Orwell's Dark Visions in '1984' Hit Opera Stage

LONDON -- The creators of a new opera based on the novel "Nineteen Eighty-Four" did not have to work hard to make George Orwell's nightmarish vision of a loveless and brutal world resonate with audiences today.

Technology used for surveillance and control, the denial of personal freedom, Doublethink, Newspeak and a seemingly endless war place a work written in 1948 firmly in the 21st Century.

Lorin Maazel, the American conductor and composer who began working on the opera in 2000, insisted he did not set out to create political theater.

"Five years ago no-one was really thinking in these terms," the 75-year-old told Reuters backstage after a dress rehearsal for Tuesday's world premiere.

"The theme has concurrently become very current and seemingly ever more relevant ... but that was really not our intention."

There are references placing the action in the present: the sound of helicopters, orange jumpsuits for criminals and an English-American accent for Big Brother. But "1984," the opera, largely sticks to the novel's script.

"We started discussing this project in the year 2000, so it was way before 9/11," said Canadian director Robert Lepage, renowned for his bold and visually inventive productions.

"At that moment we didn't suspect that the piece would resonate in such a strong way in today's world."

Lepage argued that Orwell's work had lost none of its relevance since the fall of Soviet Communism, the totalitarian system with which most readers associate the narrative. Spectators could work that out for themselves, he added.

"You have to have confidence in the intelligence of the audience, you have to trust ... that you don't need to stress or underline anything that has to do with security or terrorism."


The production is high-tech, using giant video images, advanced instruments of torture and perforated steel sets to show that even when characters may feel they are hidden from the prying eyes of the omnipresent state, they can be seen.

There is Room 101, starving rats, bomb attacks, a public hanging and the twisted logic of Doublethink: "War is Peace! Freedom is Slavery! Ignorance is Strength!"

"The story is terrifying and the production looks like Matrix 3," said Maazel, referring to the Hollywood blockbuster trilogy in which humans rebel against a malevolent cyber-intelligence that has created a false version of 20th century life to keep human slaves satisfied.

Maazel said traditional opera-goers could be in for a shock.

But as well as its dystopian horror, at the story's center is a doomed love affair between Winston Smith and Julia, the stuff of classic opera.

"It's not just about political regimes," said Lepage. "It's about intimacy. 1984 is a love story. We are in a non-intimate culture, we're in a culture of spying on everyday life."

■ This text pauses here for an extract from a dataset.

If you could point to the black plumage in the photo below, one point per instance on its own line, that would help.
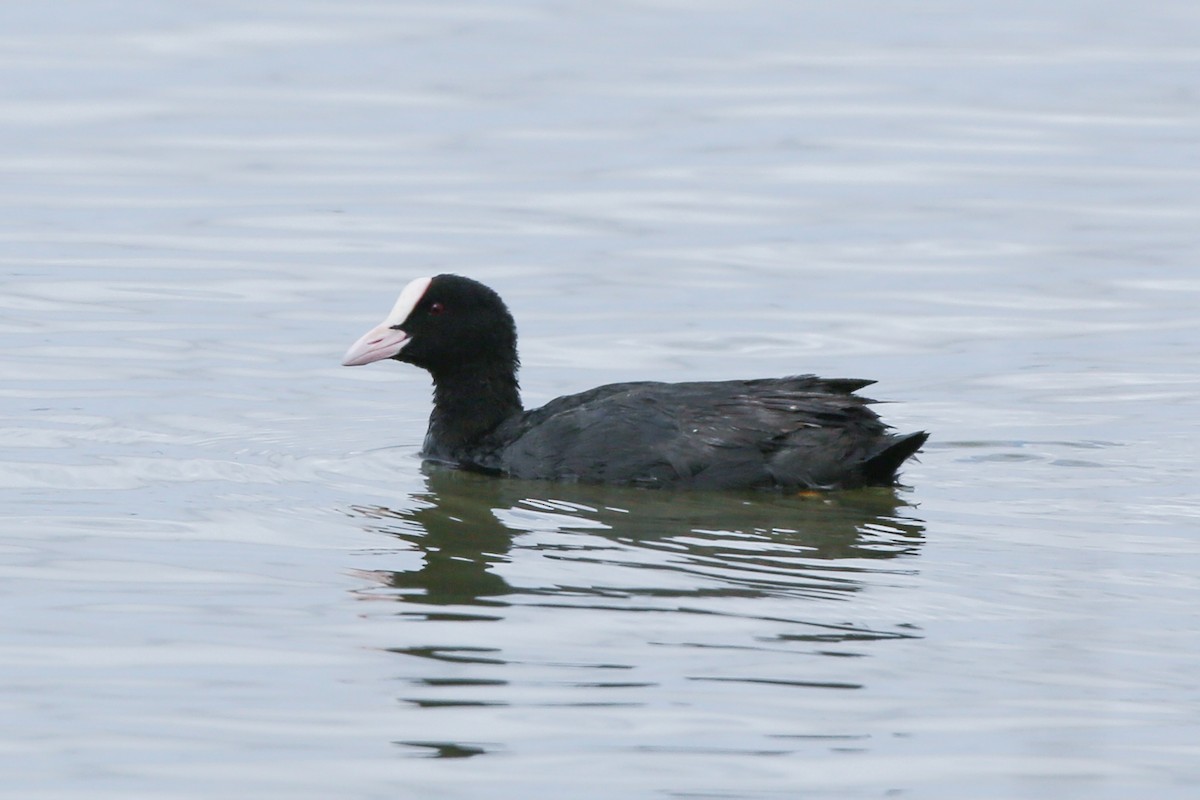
(798, 432)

Maazel, who conducts the production, has described the music as "kaleidoscopic," blending atonal passages with a national anthem, love arias and nods to times past; barber shop quartets and blues.

He is philosophical about how 1984 will be received by critics, but already there are rumblings that the opera, which Maazel partly funded himself, is little more than a "vanity project" for a venerated conductor.

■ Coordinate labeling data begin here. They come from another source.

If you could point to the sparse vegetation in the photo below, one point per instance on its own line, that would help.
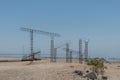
(98, 65)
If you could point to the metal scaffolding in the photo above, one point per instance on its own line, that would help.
(52, 35)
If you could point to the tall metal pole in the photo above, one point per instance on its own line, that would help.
(52, 48)
(55, 54)
(80, 51)
(86, 50)
(31, 42)
(70, 57)
(67, 52)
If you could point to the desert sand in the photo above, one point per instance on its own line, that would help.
(45, 70)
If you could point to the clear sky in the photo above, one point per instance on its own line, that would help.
(96, 20)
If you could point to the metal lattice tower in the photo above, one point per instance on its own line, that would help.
(86, 50)
(52, 35)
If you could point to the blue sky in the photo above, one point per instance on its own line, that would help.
(97, 20)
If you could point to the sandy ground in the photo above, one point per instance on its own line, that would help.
(44, 70)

Maazel is unapologetic, arguing that works like 1984 are likely to attract a broader, younger audience to an art form often dismissed as irrelevant and elitist.

"There is no way of defending a tradition unless one renews it," he said.

"If this opera in its modest way reaffirms other people's conviction that the art form is viable and relevant to today's world, we will all feel that we've made an important contribution."